'Tis the season for barbecue, and boy, are we in full-throated celebration here. “Full-throated” in that your throat, mouth, and belly will be full of the most sublime flavors south of the Mason-Dixon. Honey mustard, vinegar, hot sauce, and brown sugar meld to form a glaze that compliments the pork completely and perfectly. An apple-and-vinegar slaw adds the crunch and a sweet-spicy balance. Fire up the grill, and go the whole hog.
Quarter apple and remove core. Cut quarters into thin slices widthwise. Stem and halve Fresno. Discard seeds and ribs if you prefer less spice. Slice Fresno thinly lengthwise. Coarsely chop peanuts.
Make the Slaw
In a mixing bowl, combine slaw, apple, Fresno (to taste), half the vinegar (reserve remaining for sauce), 2 tsp. olive oil, ¼ tsp. salt, and ¼ tsp. pepper. Toss to coat and set aside.
Cut the Medallions
Pat pork tenderloin dry. On a separate cutting board, slice into medallions, ½"-¾" thick. Season both sides with ½ tsp. salt and ¼ tsp. pepper.
Cook the Pork
Heat a medium non-stick pan over medium-high heat. Add 2 tsp. olive oil and medallions to hot pan. Cook until browned and pork reaches a minimum internal temperature of 145 degrees, 3-4 minutes per side. Transfer to a plate and rest 3 minutes. Reserve pan; no need to wipe clean.

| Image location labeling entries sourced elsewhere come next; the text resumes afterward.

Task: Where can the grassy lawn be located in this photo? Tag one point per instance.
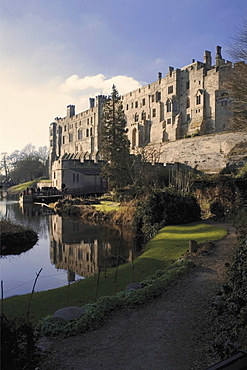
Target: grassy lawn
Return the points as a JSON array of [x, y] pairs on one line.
[[21, 187], [168, 245]]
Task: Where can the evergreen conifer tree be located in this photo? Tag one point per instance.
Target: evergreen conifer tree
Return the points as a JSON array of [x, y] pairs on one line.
[[115, 148]]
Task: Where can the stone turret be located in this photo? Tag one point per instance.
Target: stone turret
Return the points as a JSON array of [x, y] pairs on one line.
[[70, 111], [218, 58], [207, 59]]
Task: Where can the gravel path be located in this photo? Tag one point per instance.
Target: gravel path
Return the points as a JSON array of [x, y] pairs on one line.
[[170, 333]]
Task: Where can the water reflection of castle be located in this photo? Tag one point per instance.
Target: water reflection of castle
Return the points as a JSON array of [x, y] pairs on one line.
[[82, 247]]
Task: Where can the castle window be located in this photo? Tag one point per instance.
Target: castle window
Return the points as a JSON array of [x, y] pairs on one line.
[[168, 106], [187, 102], [79, 134], [165, 136], [134, 138], [170, 89], [158, 96]]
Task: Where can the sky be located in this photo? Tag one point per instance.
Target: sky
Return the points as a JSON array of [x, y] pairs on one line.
[[60, 52]]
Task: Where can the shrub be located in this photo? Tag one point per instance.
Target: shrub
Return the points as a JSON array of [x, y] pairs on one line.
[[17, 344], [217, 208], [163, 208]]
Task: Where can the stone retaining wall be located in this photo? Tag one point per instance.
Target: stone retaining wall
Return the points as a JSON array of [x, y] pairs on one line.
[[209, 153]]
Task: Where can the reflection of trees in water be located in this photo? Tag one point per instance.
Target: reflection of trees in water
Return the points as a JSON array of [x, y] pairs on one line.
[[82, 246], [29, 215]]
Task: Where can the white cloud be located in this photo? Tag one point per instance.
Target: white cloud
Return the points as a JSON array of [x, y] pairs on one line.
[[27, 111], [99, 83]]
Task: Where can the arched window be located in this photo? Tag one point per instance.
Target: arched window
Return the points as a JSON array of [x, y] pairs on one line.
[[187, 102], [144, 116], [169, 105], [79, 134], [165, 136]]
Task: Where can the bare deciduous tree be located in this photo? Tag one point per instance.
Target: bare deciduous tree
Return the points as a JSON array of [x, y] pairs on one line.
[[236, 84]]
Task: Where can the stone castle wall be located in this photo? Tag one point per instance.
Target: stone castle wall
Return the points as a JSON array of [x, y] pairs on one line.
[[210, 153], [186, 102]]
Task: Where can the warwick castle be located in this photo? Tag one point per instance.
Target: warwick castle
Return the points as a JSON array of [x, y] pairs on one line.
[[186, 103]]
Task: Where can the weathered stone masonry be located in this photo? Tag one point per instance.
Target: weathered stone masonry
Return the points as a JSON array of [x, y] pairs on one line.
[[187, 102]]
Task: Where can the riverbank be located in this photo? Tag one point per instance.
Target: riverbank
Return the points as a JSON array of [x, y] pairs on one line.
[[176, 331], [16, 239], [160, 253]]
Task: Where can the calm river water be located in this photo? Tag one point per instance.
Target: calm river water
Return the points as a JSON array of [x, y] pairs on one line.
[[67, 250]]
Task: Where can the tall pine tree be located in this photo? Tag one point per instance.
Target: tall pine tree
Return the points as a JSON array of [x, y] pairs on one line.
[[115, 148]]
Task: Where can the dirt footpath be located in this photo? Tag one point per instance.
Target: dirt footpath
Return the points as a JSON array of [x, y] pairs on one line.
[[170, 333]]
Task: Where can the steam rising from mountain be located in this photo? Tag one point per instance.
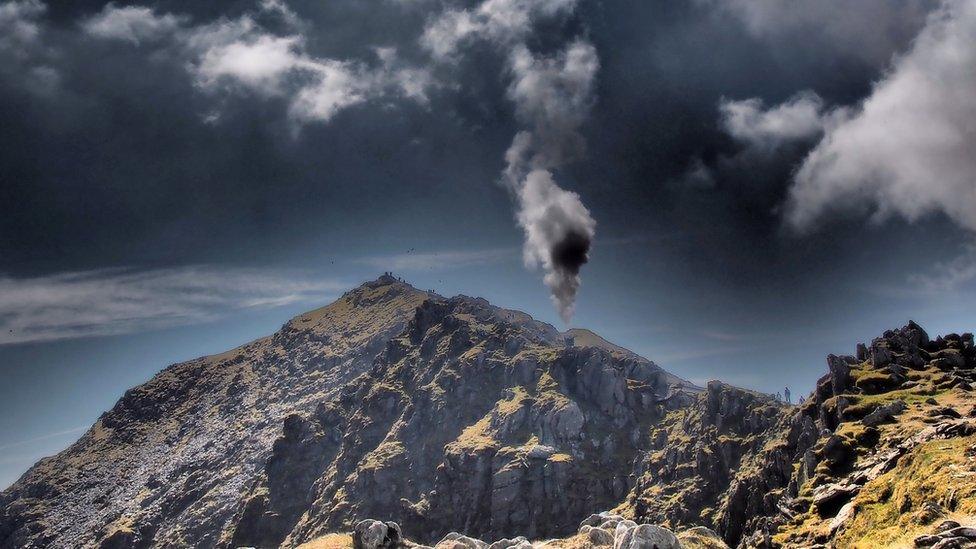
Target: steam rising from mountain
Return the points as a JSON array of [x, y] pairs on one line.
[[552, 95]]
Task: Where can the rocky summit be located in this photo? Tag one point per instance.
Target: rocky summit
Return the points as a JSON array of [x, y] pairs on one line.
[[396, 417]]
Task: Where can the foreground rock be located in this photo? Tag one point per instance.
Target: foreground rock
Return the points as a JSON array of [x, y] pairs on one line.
[[600, 530], [450, 416]]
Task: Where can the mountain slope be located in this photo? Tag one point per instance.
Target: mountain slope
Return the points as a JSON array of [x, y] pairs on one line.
[[452, 415], [281, 430], [172, 458]]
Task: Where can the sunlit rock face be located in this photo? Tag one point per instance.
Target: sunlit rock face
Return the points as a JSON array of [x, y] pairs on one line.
[[391, 401], [460, 421]]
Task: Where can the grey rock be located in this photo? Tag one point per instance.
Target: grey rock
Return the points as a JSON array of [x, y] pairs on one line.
[[645, 536], [884, 414]]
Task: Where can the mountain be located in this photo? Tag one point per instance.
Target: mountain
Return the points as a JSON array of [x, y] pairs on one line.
[[451, 415]]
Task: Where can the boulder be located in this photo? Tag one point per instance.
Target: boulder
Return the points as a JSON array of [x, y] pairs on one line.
[[513, 543], [644, 536], [884, 414], [456, 540], [374, 534]]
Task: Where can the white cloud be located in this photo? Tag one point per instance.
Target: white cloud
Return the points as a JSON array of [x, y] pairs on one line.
[[438, 261], [24, 57], [19, 26], [552, 95], [106, 302], [910, 148], [131, 23], [501, 21], [949, 276], [234, 55], [801, 117]]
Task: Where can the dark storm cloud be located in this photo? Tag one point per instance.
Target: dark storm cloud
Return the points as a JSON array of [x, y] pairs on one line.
[[170, 150]]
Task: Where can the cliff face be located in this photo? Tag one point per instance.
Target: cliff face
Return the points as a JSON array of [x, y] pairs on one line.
[[451, 415], [394, 402], [170, 462]]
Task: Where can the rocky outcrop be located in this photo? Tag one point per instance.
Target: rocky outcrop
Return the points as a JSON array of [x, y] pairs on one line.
[[599, 530], [696, 451], [462, 421], [444, 414]]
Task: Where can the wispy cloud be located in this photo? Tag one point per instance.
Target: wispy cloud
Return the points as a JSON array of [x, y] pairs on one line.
[[42, 438], [116, 301], [948, 276], [439, 261], [241, 55]]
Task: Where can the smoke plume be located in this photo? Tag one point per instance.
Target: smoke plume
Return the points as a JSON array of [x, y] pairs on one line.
[[552, 96]]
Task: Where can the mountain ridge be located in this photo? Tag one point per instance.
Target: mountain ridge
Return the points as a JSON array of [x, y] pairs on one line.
[[453, 415]]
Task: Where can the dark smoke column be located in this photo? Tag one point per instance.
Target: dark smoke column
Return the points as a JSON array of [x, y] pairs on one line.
[[552, 95]]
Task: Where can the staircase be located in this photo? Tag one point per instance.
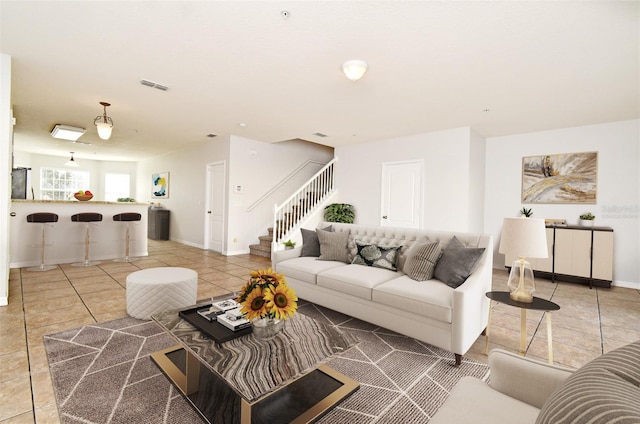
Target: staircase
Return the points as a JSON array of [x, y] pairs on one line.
[[291, 213]]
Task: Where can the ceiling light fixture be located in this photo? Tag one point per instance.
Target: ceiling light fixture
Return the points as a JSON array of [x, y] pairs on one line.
[[67, 132], [354, 69], [104, 123], [71, 162]]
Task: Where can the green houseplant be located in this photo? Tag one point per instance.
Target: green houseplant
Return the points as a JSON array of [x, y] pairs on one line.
[[586, 219], [339, 212]]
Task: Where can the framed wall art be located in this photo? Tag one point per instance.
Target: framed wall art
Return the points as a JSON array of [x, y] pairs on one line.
[[160, 185], [560, 178]]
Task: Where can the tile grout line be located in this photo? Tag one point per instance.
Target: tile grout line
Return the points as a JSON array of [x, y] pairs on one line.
[[26, 342]]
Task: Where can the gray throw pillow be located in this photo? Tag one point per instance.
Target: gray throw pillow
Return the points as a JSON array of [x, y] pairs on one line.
[[310, 242], [333, 246], [606, 390], [421, 260], [376, 256], [457, 263]]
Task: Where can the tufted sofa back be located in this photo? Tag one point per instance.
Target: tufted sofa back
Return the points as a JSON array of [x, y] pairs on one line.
[[405, 237]]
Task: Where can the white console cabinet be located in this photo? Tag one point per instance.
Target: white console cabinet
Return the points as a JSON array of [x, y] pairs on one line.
[[576, 254]]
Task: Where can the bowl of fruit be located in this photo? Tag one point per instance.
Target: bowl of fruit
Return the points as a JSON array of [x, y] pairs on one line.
[[83, 196]]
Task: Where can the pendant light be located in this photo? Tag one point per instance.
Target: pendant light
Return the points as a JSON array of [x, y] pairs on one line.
[[71, 162], [103, 123]]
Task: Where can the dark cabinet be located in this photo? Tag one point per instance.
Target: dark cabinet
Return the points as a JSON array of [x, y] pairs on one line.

Make Sauce and Glaze Medallions
Stir honey mustard dressing, brown sugar, remaining vinegar, and hot sauce (to taste) in pan used to cook pork. Return pan to medium heat and bring to boil. Reduce until the consistency of maple syrup, 1-2 minutes. Return medallions to pan and flip until evenly coated. Remove from burner.
Finish the Dish
Place a serving of slaw on a plate. Garnish slaw with peanuts. Serve pork medallions and sauce next to slaw.